I am not completely sure about the other coordinates, but I think that since there are no relative motion between the two frames in the y-directions

y = y' = b- ut',

but the time coordinates still disagree by
t' = G(t -(v/c)a),

and z = z' = 0.
c) Intuitively it would make sense that the rod has the same orientation in both of the frames. Since the y coordinates of both the point (A) and the middle of the rod should agree this means that the rod is also parallel in the frame S. However the rod is length contracted in the x-direction as measured in S, by L0/G.


- Are these arguments correct? What I worry about is the additional motion of the rod along
the y-axis. I first thought about introducing a third system moving along with the rod in that direction, but that would introduce an additional time coordinate. So is the argument that since there is no relative motion between S and S' in the y-direction their respective y-coordinates will agree?

 

[tiny-tim]

hi center o bass!

y = y'

and z = z'
…
So is the argument that since there is no relative motion between S and S' in the y-direction their respective y-coordinates will agree?

yes, y = y' and z = z' …

don't start imagining that relativity is even more difficult than it is! ​

 

[center o bass]

Hehe, okay! Thanks!

Follow up question:

When there is a relative velocity in two of the directions, how is the dime dilation formula
modified? Can one use

t' = G(t' - (v/c) x) where v² = vx² + vy² or would one then also have to rotate the coordinate system such that the relative motion is again along the x-axis?

 

[tiny-tim]

hi center o bass!

When there is a relative velocity in two of the directions, how is the dime dilation formula modified?

making your money last longer?

Can one use

t' = G(t' - (v/c) x) where v² = vx² + vy² or would one then also have to rotate the coordinate system such that the relative motion is again along the x-axis?

i'm not sure i understand the set-up …

if it's only time dilation, why would the direction matter?

but in most cases, yes, it's best to rotate the coordinate system ​

 

[center o bass]

If there were only relative motion along the x-axis we would just have
t' = G(t - (v/c) x).

But suppose no that the motion were directed at some angle u relative to the x-axis.

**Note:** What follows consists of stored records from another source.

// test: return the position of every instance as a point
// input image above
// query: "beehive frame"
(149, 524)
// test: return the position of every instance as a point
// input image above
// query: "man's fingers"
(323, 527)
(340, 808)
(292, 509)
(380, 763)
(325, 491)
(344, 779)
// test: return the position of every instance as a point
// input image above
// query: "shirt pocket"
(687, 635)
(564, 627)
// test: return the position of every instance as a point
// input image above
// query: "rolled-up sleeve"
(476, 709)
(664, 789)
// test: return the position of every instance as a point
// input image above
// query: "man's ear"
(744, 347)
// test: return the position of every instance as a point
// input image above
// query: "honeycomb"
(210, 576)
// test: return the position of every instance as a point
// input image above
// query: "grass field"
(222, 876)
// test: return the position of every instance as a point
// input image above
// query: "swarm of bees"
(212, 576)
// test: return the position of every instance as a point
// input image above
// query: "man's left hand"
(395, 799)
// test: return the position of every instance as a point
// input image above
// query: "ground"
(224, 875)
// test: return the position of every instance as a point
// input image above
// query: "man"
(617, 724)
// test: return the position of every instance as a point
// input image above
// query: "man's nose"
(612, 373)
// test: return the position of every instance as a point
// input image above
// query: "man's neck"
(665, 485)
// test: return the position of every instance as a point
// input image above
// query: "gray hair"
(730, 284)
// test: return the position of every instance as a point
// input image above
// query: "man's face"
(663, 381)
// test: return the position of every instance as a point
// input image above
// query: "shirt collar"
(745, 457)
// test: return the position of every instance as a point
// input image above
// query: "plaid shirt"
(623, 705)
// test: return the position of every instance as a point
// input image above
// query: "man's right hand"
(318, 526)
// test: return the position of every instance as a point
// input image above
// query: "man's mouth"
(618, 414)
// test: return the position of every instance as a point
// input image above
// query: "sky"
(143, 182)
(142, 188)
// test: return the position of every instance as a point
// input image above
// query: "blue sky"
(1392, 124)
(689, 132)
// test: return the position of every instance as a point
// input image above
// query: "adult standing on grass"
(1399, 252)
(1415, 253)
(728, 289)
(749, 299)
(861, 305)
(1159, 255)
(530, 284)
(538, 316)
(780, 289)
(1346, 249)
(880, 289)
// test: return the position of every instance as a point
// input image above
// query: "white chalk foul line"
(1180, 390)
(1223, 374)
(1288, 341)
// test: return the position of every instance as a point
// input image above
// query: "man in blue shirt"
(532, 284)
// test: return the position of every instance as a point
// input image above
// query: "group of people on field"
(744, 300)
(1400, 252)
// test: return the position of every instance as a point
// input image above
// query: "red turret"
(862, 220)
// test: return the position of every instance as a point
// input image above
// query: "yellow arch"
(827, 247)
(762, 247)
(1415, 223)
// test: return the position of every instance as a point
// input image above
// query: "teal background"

So that
v = v(cos(u)i + sin(u)j). I guess my question is weather one would have to use something like

t' = G(t - (v/c)sqrt(x² + y²))

where s= sqrt(x² + y²) is the distance along the direction of motion.

 

[tiny-tim]

But suppose no that the motion were directed at some angle u relative to the x-axis. So that
v = v(cos(u)i + sin(u)j). I guess my question is weather one would have to use something like

t' = G(t - (v/c)sqrt(x² + y²))

where s= sqrt(x² + y²) is the distance along the direction of motion.

yes, except it would be x/√(x² + y²)

(but changing the coordinates is probably safer)